Im Root-FS habe ich das /etc-Verzeichnis des Masters reinkopiert, ebenfalls /bin und /sbin und /lib , so dass benötigte Programme und Bibliotheken wohl erreichbar sein sollten. 

Jetzt weiß ich nicht weiter, warum das init-Programm nicht startet bzw. nichts tut - 

Kann ich irgendwie eine debug-Ausgabe erzeugen oder die Aktivitäten sonstwie verfolgen? Im Howto liest sich das so einfach  :Sad: 

Hat jemand 'ne Idee? 

Vielen Dank vorab

Grüße

MikeLast edited by Mike_07 on Fri Dec 28, 2007 7:26 pm; edited 1 time in total

----------

## Finswimmer

Init ist ein Shell Script?

Am Anfang:

#!/bin/sh

mit 

#!/bin/sh -x

das erzeugt dir extrem viele Debug Messages.

Tobi

----------

## Mike_07

Hallo Tobi,

nein, init ist bei mir kein Shell-Script.
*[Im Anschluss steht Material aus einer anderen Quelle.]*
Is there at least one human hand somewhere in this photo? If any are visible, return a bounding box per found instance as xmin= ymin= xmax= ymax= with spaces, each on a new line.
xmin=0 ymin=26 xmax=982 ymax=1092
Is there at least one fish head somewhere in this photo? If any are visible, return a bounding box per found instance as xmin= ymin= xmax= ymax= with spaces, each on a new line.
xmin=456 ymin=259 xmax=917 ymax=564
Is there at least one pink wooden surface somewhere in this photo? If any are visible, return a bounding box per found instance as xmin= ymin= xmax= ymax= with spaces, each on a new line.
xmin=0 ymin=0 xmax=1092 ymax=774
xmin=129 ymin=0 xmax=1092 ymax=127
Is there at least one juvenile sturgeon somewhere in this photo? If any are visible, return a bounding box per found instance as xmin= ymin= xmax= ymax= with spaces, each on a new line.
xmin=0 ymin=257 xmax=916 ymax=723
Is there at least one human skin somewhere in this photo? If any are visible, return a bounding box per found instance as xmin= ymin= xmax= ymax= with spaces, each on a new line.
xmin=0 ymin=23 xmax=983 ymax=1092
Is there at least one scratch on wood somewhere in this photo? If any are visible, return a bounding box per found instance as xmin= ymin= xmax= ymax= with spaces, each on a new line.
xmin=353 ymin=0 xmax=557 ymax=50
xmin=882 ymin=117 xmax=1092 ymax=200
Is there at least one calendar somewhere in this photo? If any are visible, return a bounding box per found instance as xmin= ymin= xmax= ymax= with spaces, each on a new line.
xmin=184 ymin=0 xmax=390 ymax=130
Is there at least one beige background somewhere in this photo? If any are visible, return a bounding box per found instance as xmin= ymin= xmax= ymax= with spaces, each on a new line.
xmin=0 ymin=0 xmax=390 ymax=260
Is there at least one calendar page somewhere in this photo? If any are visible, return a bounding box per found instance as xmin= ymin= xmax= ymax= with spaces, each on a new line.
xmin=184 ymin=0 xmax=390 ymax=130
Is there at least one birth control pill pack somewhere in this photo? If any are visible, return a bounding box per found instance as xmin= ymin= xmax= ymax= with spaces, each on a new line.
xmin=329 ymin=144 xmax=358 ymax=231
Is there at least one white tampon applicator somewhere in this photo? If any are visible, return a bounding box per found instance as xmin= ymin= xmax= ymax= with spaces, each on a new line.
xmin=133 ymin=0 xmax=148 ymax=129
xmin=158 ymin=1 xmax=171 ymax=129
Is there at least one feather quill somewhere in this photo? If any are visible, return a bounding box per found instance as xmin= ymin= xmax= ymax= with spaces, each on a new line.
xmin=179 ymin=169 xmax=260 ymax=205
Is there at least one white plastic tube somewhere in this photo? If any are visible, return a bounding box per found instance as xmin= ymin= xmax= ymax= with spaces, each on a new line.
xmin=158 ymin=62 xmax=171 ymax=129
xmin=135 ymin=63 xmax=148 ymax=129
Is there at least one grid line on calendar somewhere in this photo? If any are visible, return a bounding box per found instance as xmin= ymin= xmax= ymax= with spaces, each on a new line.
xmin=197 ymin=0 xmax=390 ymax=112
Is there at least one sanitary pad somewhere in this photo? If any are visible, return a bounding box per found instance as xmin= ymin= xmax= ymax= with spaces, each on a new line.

Es ist ein "normales" ELF-Binary. Ich habe auch schon mal versucht, /bin/bash als "init" zu definieren - da ist es das gleiche Verhalten. Möglichewrweise übergibt der Kernel die Steuerung nicht an den Prozess ... aber warum? 

Das init-Programm funktioniert in einer auf gleichem Wege gemounteten chroot-Umgebung richtig, so dass ich davon ausgehe, dass Libs & Co. korrekt vorhanden sind.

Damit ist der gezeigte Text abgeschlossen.